J'ai par ailleurs installé psapi.dll dans  .wine/drive_c/windows/system. (et même dans .wine/drive_c/windows/system32).

Bref, je suis à court d'idée... 

Quelqu'un a déjà reussi ce petit miracle ?

Merci pour vos conseils !

Vivement que Google arrete de croire qu'on adore émuler les softs windows...

a+

----------

## luteola

salut

personne  :Smile:  ? 

a+

----------

## dapsaille

Salut à toi ...

 Quelle version de google earth as tu installé car j'ai suivi le wiki hier et aucun soucis :p

 Je ne comprends pas bien tu parles d'installation a partir du dossier c: ... tu l'as installé ou copié d'une partition windowd ?

----------

## luteola

salut

j'ai téléchargé GE le jour où j'ai posté le message. Donc y a pas longtemps.
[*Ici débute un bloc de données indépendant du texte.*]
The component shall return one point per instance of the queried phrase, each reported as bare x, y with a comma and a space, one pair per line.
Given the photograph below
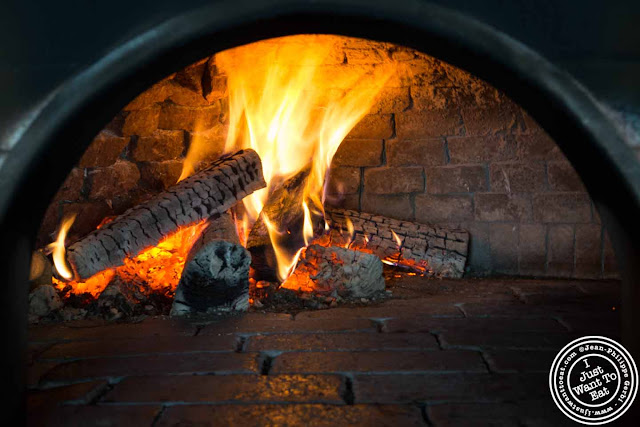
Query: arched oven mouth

Je l'ai installé dans /home/chezmoi/.wine etc. Et toi ? Comment as tu fait ? J'écoute religieusement  :Smile: 

merci 

a+

----------

## k-root

 *dapsaille wrote:*   

> j'ai suivi le wiki [...] et aucun soucis :p

 

idem, avec wine-0.9.12 en ~x86

----------

## luteola

ok. le ~x86 plante à la compil chez moi .Je vais reessayer plus tard. Merci du conseil !

a+

----------

## Argian

Je me demandais juste, en quoi google earth est meilleur qu'un xearth ou xplanet voire xrmap  :Question: 

----------

## k-root

C'est pas les même fonctionalité  :o 

la vrai question c'est en quoi google earth est meilleur que ww2d.  http://ww2d.csoft.net

ps : hum ya bon xplanet, ca complete stellarium

----------

## Argian

 *k-root wrote:*   

> C'est pas les même fonctionalité  
> 
> la vrai question c'est en quoi google earth est meilleur que ww2d.  http://ww2d.csoft.net
> 
> ps : hum ya bon xplanet, ca complete stellarium

 Ah ben voila, j'étais pas si hors sujet que ça  :Razz: 

----------

## luteola

salut

ca a pas l'air mal en effet cette alternative. je prend note.

sinon, quelqu'un reussit à compiler le wine ~x86 ? ca fait plusieurs jours que le make plante lamentablement (je fais un emerge --sync entre temps hein...).

a+

----------